Yeah IIRC that even applies to things like gravity as well. As in, we aren’t actually orbiting around where is sun is, we’re orbiting around where it was ~8 minutes ago because the sun is about 8 light-minutes from Earth.
No, gravity is faster than light. If there was this lag, we wouldn’t have stable orbits exactly because of the lag you describe. Wave functions of photons also collapse faster than light when they hit absorbent material.
I used wave function as a bad form of shorthand for the general properties of the photon, such as the theoretically infinitely extending magnetic and electric fields. Those associated fields stop existing when the photon is absorbed onto a screen. They collapse faster than light can travel. This doesn’t ruin much of modern theories, because there doesn’t seem to be a way to transfer usable information through this phenomenon.
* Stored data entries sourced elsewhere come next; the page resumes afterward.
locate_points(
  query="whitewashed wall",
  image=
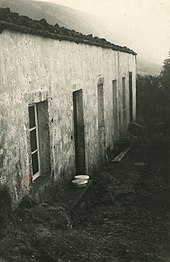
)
(34, 69)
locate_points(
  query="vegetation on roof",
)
(15, 22)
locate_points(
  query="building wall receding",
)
(36, 69)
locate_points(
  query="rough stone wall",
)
(34, 69)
Yeah IIRC that even applies to things like gravity as well. As in, we aren’t actually orbiting around where is sun is, we’re orbiting around where it was ~8 minutes ago because the sun is about 8 light-minutes from Earth.
No, gravity is faster than light. If there was this lag, we wouldn’t have stable orbits exactly because of the lag you describe. Wave functions of photons also collapse faster than light when they hit absorbent material.
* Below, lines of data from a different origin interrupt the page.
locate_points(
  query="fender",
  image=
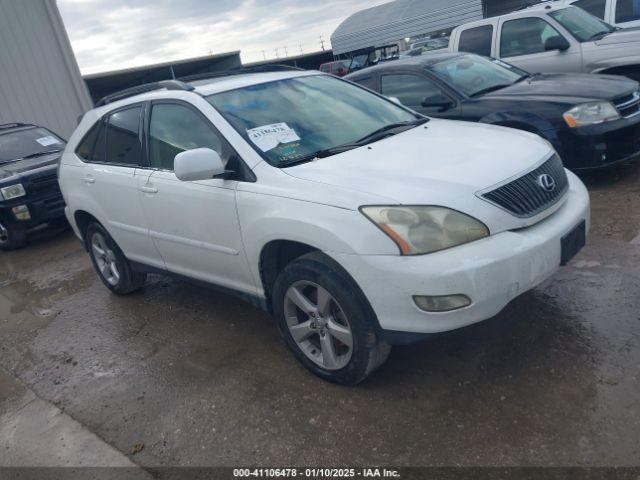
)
(614, 62)
(526, 121)
(331, 230)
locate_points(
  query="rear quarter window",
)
(87, 144)
(594, 7)
(477, 40)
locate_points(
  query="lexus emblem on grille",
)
(547, 182)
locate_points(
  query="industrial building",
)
(391, 22)
(40, 81)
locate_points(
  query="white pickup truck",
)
(553, 37)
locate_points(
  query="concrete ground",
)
(181, 375)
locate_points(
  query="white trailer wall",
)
(387, 23)
(39, 78)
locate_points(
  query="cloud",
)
(115, 34)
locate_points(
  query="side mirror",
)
(556, 43)
(198, 164)
(438, 101)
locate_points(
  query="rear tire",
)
(12, 238)
(112, 266)
(326, 320)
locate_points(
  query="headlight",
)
(13, 191)
(420, 230)
(591, 114)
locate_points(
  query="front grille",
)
(525, 196)
(44, 185)
(629, 105)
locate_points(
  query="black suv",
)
(30, 197)
(593, 121)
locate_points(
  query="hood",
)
(19, 167)
(625, 35)
(569, 86)
(443, 162)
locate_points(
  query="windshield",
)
(291, 119)
(473, 74)
(581, 24)
(23, 143)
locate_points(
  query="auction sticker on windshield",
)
(269, 137)
(46, 141)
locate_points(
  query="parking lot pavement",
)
(193, 377)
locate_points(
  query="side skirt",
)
(255, 300)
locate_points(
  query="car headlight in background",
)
(425, 229)
(591, 114)
(12, 191)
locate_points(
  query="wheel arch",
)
(82, 220)
(275, 255)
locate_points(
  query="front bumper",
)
(601, 146)
(42, 209)
(492, 271)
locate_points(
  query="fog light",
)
(21, 212)
(444, 303)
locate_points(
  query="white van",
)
(621, 13)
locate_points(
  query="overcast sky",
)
(114, 34)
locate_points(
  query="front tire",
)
(11, 238)
(326, 321)
(112, 266)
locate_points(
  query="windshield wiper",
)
(385, 131)
(490, 89)
(600, 35)
(370, 138)
(38, 154)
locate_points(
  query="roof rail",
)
(533, 4)
(276, 67)
(147, 87)
(14, 125)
wave function (something that does not travel) collapses (something that does not move either) faster than light (themselves?)
this word soup does not make sense
I used wave function as a bad form of shorthand for the general properties of the photon, such as the theoretically infinitely extending magnetic and electric fields. Those associated fields stop existing when the photon is absorbed onto a screen. They collapse faster than light can travel. This doesn’t ruin much of modern theories, because there doesn’t seem to be a way to transfer usable information through this phenomenon.